6. Der Name einer deutschen Feministin, der Ihnen sofort einfällt?

Puh. Wie heißt doch gleich die alte Krawallschachtel da in ihrem Turm? Mir liegt es auf der Zunge, ganz vorne.

7. Die erotischste Frau aller Zeiten?

Lou Salomé. Oder Alma Mahler-Gropius-Werfel, geborene Schindler, um ein Haar sogar Kokoschka.

8. Der erotischste Mann?

Kai Diekmann.

9. Manchmal traurig darüber, ständig Springer vor Augen zu haben?

Nein. Ich sehe ja auch den Fernsehturm ganz gut, am späten Abend seine blinkenden Lichter.

10. Wann zuletzt in die Spree gehüpft?

Nach einer taz-Weihnachtsfeier. Ich war voll auf Speed und musste zuerst mit der Spitzhacke ein Loch in das Eis hauen.

11. Wann gab es zuletzt eine gute taz-Party?

Die Feierlichkeiten in diesem Hause sind immer ein Amüsement.
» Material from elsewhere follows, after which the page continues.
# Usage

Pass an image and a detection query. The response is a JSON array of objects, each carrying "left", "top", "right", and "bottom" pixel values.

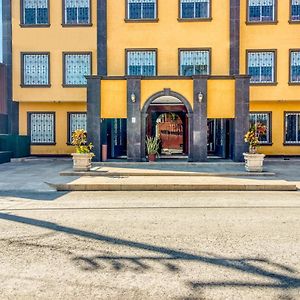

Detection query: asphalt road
[{"left": 0, "top": 191, "right": 300, "bottom": 300}]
Man lernt sich besser kennen, landet im Bett, hält die Beziehung noch ein Weilchen geheim, dann kommen die Kinder, dann winkt ein besser bezahlter Job bei einer schlechteren Zeitung.
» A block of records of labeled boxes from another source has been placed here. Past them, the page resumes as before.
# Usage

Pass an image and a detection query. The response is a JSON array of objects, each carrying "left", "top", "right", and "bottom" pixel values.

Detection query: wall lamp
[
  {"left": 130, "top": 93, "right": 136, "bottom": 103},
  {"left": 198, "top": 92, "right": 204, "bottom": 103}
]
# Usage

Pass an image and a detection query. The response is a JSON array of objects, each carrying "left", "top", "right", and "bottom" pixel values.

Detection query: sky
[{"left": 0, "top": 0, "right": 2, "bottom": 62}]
12. Es heißt, mit der neuen Chefredakteurin?

Mir ist egal, wer unter mir Chefredakteurin ist.

13. Der gemütlichste Platz in der taz?

Bei Regen: das hintere Treppenhaus, Dienstbotencharme, kalter Zigarettenrauch, Feuerlöscher. Bei Sonnenschein: der Rasen auf dem taz-Dach, nachdem der Geschäftsführer ihn gewässert hat.

14. Es heißt, verboten liest abends vorm Einschlafen immer ein paar Seiten Foucault und Derrida ?

Das ist falsch. Ich lese Uderzo und Goscinny.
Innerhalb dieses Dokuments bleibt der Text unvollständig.